Buffett's Berkshire owns dozens of businesses including Geico, Duracell, and See's Candies, and holds billion-dollar stakes in public companies such as Apple, Bank of America, and Coca-Cola. It sold its stake in Gillette to Procter and Gamble in 2005, and cashed out its McDonald's shares in 1998.
Palihapitiya's investments to date include Slack, Box, and SurveyMonkey. He also partnered with billionaire Richard Branson to take Virgin Galactic public using a "blank-check" company last year, and has raised almost $1.1 billion for two further blank-check companies.
The investor revealed in the interview that he's been making "highly structured, high-volume bets" on credit markets in recent weeks.

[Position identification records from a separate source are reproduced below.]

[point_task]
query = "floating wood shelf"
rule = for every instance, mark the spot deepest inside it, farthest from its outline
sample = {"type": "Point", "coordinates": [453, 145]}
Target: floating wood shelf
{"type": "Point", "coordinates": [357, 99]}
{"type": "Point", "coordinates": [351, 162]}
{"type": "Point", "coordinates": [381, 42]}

"There's been a lot of asymmetry building because of what the Fed has been doing," he said, referring to the central bank's unprecedented interventions during the coronavirus pandemic, which include spending hundreds of billions of dollars on bonds, and buying corporate debt for the first time.
Palihapitiya isn't the first tech executive to try to emulate what Buffett has done with Berkshire:
- Google bosses Larry Page, Sergey Brin, and Eric Schmidt had the idea for Alphabet — the holding company that sits above Google, YouTube, Waymo and other businesses — when they visited Buffett more than a decade ago.
- SoftBank CEO Masayoshi Son — whose Vision Fund has invested in the likes of Uber, WeWork, and TikTok-owned ByteDance — said in 2017: "Warren Buffett in the technology industry, that is what I would like to become."